The plan was to not reach any agreement until the 2020 elections had passed, in order to secure the reelection of the governor and avoid unnecessary risks, such as cuts to pensions and other unpopular austerity-based decisions. Legal conflicts have been inflating the already millions of dollars spent on legal fees and could possibly make this the most expensive federal bankruptcy ever witnessed.
I think it is outrageous to attach political goals to this bankruptcy, and to see electoral interests prevail over the long-term well-being of Puerto Rico.
The problem with this electoral calculus is that the longer we wait to take the decisions and reforms necessary to take this island out of bankruptcy, the greater the negative effect on the economy that we will witness and the harder that the path to recovery will be. The actual state of government bankruptcy increases uncertainty when it comes to business on the island, discourages new private investment, and even worse, maintains capital markets closed to us. These markets were closed in 2014, after credit rating agencies degraded Puerto Rico’s credit standing.

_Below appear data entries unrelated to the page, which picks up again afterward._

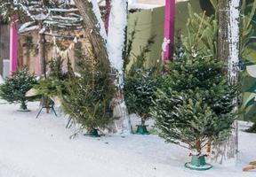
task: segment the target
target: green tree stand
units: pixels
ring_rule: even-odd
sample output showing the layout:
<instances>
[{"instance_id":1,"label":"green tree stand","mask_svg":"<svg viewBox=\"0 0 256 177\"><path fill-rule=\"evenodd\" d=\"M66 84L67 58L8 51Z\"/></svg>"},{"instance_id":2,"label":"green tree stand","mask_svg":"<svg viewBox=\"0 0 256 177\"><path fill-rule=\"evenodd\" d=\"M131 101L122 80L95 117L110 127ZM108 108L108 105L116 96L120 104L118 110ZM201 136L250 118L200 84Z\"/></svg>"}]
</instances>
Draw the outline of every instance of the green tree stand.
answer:
<instances>
[{"instance_id":1,"label":"green tree stand","mask_svg":"<svg viewBox=\"0 0 256 177\"><path fill-rule=\"evenodd\" d=\"M18 112L30 112L30 110L28 109L26 103L22 102Z\"/></svg>"},{"instance_id":2,"label":"green tree stand","mask_svg":"<svg viewBox=\"0 0 256 177\"><path fill-rule=\"evenodd\" d=\"M149 135L150 134L147 129L147 126L140 125L137 127L137 127L135 134L137 134L137 135Z\"/></svg>"},{"instance_id":3,"label":"green tree stand","mask_svg":"<svg viewBox=\"0 0 256 177\"><path fill-rule=\"evenodd\" d=\"M84 134L84 135L95 137L95 138L100 137L100 135L98 134L97 129L92 129L92 130L88 131L87 134Z\"/></svg>"},{"instance_id":4,"label":"green tree stand","mask_svg":"<svg viewBox=\"0 0 256 177\"><path fill-rule=\"evenodd\" d=\"M191 162L186 163L185 167L190 170L205 171L211 169L212 165L206 164L205 156L193 155Z\"/></svg>"}]
</instances>

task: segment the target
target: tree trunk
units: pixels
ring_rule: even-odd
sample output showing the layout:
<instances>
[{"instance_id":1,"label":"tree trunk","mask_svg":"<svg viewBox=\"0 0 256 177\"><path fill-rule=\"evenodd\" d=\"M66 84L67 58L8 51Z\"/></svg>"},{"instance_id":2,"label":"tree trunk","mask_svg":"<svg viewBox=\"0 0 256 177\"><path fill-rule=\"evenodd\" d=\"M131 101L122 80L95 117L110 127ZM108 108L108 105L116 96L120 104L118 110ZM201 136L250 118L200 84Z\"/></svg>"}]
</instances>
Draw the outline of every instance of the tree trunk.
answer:
<instances>
[{"instance_id":1,"label":"tree trunk","mask_svg":"<svg viewBox=\"0 0 256 177\"><path fill-rule=\"evenodd\" d=\"M108 51L111 66L116 70L116 87L117 88L114 104L116 115L120 119L115 122L114 132L131 133L131 121L124 98L124 61L126 44L128 4L127 0L111 0L109 15Z\"/></svg>"},{"instance_id":2,"label":"tree trunk","mask_svg":"<svg viewBox=\"0 0 256 177\"><path fill-rule=\"evenodd\" d=\"M108 71L106 71L106 72L108 72L108 73L111 73L111 70L110 70L111 67L117 71L116 73L115 71L115 74L116 73L117 74L117 78L119 76L119 80L117 79L118 81L116 80L116 83L117 83L118 86L121 86L123 83L123 81L124 81L123 80L123 77L124 77L123 63L124 62L122 62L123 61L123 58L122 58L123 48L122 48L122 46L124 46L124 41L122 41L122 39L120 40L119 37L121 35L121 37L124 37L124 39L125 34L124 34L124 32L123 32L123 27L122 27L122 28L118 28L118 27L117 27L117 28L116 28L116 30L117 30L117 33L115 34L116 31L113 31L111 29L114 29L113 27L116 27L116 26L112 26L113 24L110 24L110 21L109 21L109 34L112 33L112 35L110 35L112 38L109 38L109 39L116 40L116 39L113 39L113 38L115 38L115 36L116 38L119 38L119 39L117 40L118 44L114 42L113 45L108 45L108 46L112 46L112 47L117 46L118 48L121 47L118 50L108 50L108 54L110 54L110 57L109 57L110 61L109 61L108 52L107 52L106 41L104 39L104 34L102 33L102 26L101 26L102 23L101 23L101 21L100 21L100 22L98 21L97 14L95 14L95 13L97 13L97 11L95 10L95 2L96 1L94 1L94 2L92 1L92 3L92 3L89 3L87 0L74 0L74 2L76 4L76 7L78 8L81 16L83 17L83 19L84 19L84 22L85 25L85 28L86 28L86 35L87 35L86 37L89 39L91 45L92 45L92 48L93 49L92 53L94 54L94 58L96 58L98 60L100 60L100 63L102 65L100 68L108 69ZM112 0L112 6L114 4L115 5L120 4L119 4L120 2L121 2L120 0L117 0L117 1L116 0L116 4L114 4L113 0ZM124 2L126 2L126 0ZM127 4L125 4L127 5ZM94 5L94 11L93 11L93 5ZM117 17L120 15L120 14L118 14L118 12L120 12L119 10L120 9L118 9L117 12L117 12L116 14L112 14L112 18L115 18L115 16ZM125 11L126 11L126 9L125 9ZM126 18L127 18L127 12L126 12L125 19L126 19ZM98 19L99 19L99 14L98 14ZM111 19L111 15L110 15L110 19ZM117 18L117 19L119 19L119 18ZM99 19L99 20L100 20L100 19ZM114 20L114 19L113 19L113 20ZM116 25L120 21L116 20L116 21L113 21L113 22L115 22ZM113 27L110 27L110 25ZM100 28L100 27L101 27L101 28ZM101 35L100 33L100 31L101 31ZM108 39L108 40L109 40L109 39ZM121 41L121 43L119 42L120 41ZM120 58L118 58L118 61L117 60L111 60L111 58L117 58L116 57L115 57L116 55L118 55L118 57L119 57L119 54L116 52L121 53ZM120 63L121 63L121 65L120 65ZM110 67L110 64L111 64L111 67ZM117 65L118 65L118 67L117 67ZM106 67L106 66L108 66L108 67ZM121 70L120 70L120 68L121 68ZM121 73L121 74L119 74L119 73ZM124 133L126 129L130 129L129 126L127 126L129 124L124 123L125 120L127 120L127 110L126 110L126 106L125 106L125 104L124 104L124 99L123 99L124 96L123 96L123 93L122 93L122 87L118 87L118 88L120 88L120 89L118 89L116 91L116 93L115 94L114 99L113 99L114 104L117 104L116 106L114 106L114 114L115 113L116 113L116 115L118 114L116 117L121 117L121 119L119 120L117 120L115 123L115 125L112 126L112 131L116 132L116 132ZM122 101L120 101L120 100L122 100Z\"/></svg>"},{"instance_id":3,"label":"tree trunk","mask_svg":"<svg viewBox=\"0 0 256 177\"><path fill-rule=\"evenodd\" d=\"M224 73L228 77L228 84L238 81L237 64L239 62L239 4L240 0L219 0L219 59L225 61ZM237 99L234 100L237 110ZM238 151L238 124L233 124L232 134L226 141L214 145L213 160L223 163L233 158L236 160Z\"/></svg>"},{"instance_id":4,"label":"tree trunk","mask_svg":"<svg viewBox=\"0 0 256 177\"><path fill-rule=\"evenodd\" d=\"M45 41L44 41L44 35L39 34L39 60L40 60L40 70L41 74L46 77L46 61L45 61Z\"/></svg>"},{"instance_id":5,"label":"tree trunk","mask_svg":"<svg viewBox=\"0 0 256 177\"><path fill-rule=\"evenodd\" d=\"M110 10L111 10L111 0L106 0L105 29L107 35L108 34Z\"/></svg>"},{"instance_id":6,"label":"tree trunk","mask_svg":"<svg viewBox=\"0 0 256 177\"><path fill-rule=\"evenodd\" d=\"M102 69L107 69L110 73L110 64L108 57L106 42L100 34L100 27L98 27L98 19L96 14L92 10L92 4L88 0L74 0L76 6L78 8L79 12L84 19L85 26L86 37L92 45L94 58L96 58ZM108 65L109 67L108 67Z\"/></svg>"}]
</instances>

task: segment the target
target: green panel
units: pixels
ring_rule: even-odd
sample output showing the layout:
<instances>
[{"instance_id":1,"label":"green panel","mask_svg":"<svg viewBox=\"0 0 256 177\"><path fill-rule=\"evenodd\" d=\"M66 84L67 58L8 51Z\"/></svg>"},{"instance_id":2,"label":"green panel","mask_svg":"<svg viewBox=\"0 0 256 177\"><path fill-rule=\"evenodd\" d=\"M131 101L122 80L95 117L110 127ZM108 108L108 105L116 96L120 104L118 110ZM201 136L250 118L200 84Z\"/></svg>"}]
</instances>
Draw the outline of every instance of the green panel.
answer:
<instances>
[{"instance_id":1,"label":"green panel","mask_svg":"<svg viewBox=\"0 0 256 177\"><path fill-rule=\"evenodd\" d=\"M186 23L188 18L188 2L191 4L195 12L202 12L199 0L178 3L176 4L175 28L177 30L181 29L181 33L186 32ZM145 46L148 39L152 35L156 35L155 44L152 47L152 51L148 56L146 63L146 66L154 65L158 59L161 59L162 43L164 41L164 7L158 7L153 10L142 10L130 13L128 16L128 38L130 37L131 32L134 29L134 21L136 19L138 20L136 27L137 33L135 35L132 53L139 55L140 48Z\"/></svg>"}]
</instances>

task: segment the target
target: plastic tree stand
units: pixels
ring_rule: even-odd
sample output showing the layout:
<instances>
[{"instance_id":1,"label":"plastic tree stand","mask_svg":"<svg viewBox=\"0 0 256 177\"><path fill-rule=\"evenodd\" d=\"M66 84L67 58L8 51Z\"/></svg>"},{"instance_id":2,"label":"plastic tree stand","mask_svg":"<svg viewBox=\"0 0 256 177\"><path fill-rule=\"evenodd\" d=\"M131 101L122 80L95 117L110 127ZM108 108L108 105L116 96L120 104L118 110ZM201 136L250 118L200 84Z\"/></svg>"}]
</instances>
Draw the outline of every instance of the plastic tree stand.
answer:
<instances>
[{"instance_id":1,"label":"plastic tree stand","mask_svg":"<svg viewBox=\"0 0 256 177\"><path fill-rule=\"evenodd\" d=\"M100 137L100 135L98 134L98 130L97 129L92 129L92 130L90 130L87 134L84 134L84 135L87 135L87 136L91 136L91 137Z\"/></svg>"},{"instance_id":2,"label":"plastic tree stand","mask_svg":"<svg viewBox=\"0 0 256 177\"><path fill-rule=\"evenodd\" d=\"M149 135L150 133L147 129L147 126L138 126L137 130L135 132L137 135Z\"/></svg>"},{"instance_id":3,"label":"plastic tree stand","mask_svg":"<svg viewBox=\"0 0 256 177\"><path fill-rule=\"evenodd\" d=\"M212 167L210 164L206 164L205 156L192 156L191 162L185 164L185 166L190 170L205 171Z\"/></svg>"}]
</instances>

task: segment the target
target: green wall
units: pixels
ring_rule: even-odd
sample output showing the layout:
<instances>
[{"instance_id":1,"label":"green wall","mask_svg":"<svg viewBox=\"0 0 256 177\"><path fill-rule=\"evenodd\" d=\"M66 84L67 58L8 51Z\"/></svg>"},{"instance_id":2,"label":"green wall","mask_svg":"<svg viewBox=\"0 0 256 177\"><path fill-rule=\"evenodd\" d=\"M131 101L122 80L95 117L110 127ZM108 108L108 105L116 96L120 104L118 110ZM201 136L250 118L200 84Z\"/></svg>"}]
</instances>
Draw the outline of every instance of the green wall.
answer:
<instances>
[{"instance_id":1,"label":"green wall","mask_svg":"<svg viewBox=\"0 0 256 177\"><path fill-rule=\"evenodd\" d=\"M199 0L188 1L195 12L202 12ZM181 33L186 30L186 23L188 18L188 2L178 3L176 4L175 28L180 29ZM141 47L145 46L150 36L156 35L152 51L148 55L146 66L155 65L158 59L161 59L162 43L164 40L164 7L158 7L152 10L142 10L130 13L128 17L128 38L134 30L134 22L138 20L136 26L135 40L132 44L132 53L139 55ZM134 59L134 57L132 58ZM130 64L131 65L131 64Z\"/></svg>"}]
</instances>

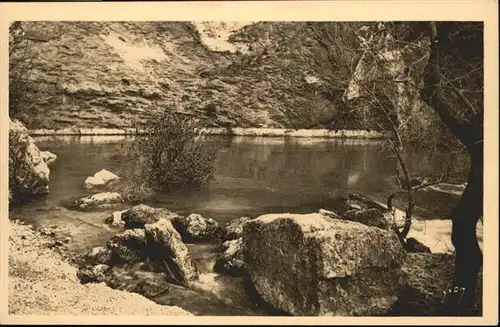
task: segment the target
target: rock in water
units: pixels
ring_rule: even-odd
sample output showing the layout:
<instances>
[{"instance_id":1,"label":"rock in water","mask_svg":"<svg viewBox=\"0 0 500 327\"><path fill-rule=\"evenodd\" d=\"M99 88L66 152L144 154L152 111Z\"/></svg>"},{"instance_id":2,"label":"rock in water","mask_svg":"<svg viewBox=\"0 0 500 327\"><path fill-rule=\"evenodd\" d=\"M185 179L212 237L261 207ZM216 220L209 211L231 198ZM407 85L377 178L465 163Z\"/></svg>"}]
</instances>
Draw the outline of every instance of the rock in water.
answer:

When PROMESA was passed in 2016, it was not expected that there would be a perpetual state of bankruptcy so that the government and its politicians could indefinitely stay in their comfort zone. Rather PROMESA was supposed to provide temporary protections until the Fiscal Oversight Board could restructure the debt and important fiscal and structural reforms could be implemented.
Ironically, the government has embraced the protection afforded it by PROMESA’s title 3 but has rejected the implementation of less friendly aspects of this federal law associated with spending cuts and fiscal discipline.
The result has been that heading into 2020, this fiscal clean up project finds itself stuck and with few encouraging short-term opportunities.
Meanwhile, the economic bubble created by the initial injection of federal funds to mitigate the impact of Hurricane María is beginning to deflate, and the economy is beginning to show signs of weakness. Amid this chaos and local ungovernability, the White House has frozen reconstruction funds. Likewise, international Banks and firms have decided to pack their bags and leave the island, having not seen any certainty in the short-term future of the local economy.
Heading into the 2020 electoral cycle, we must demand concrete answers from all the candidates, but more importantly, we must demand that they take firm decisions to end the island’s bankruptcy, fulfill PROMESA, and execute a coherent economic reactivation program. The time for empty slogans is over, it is time to take our island’s future seriously.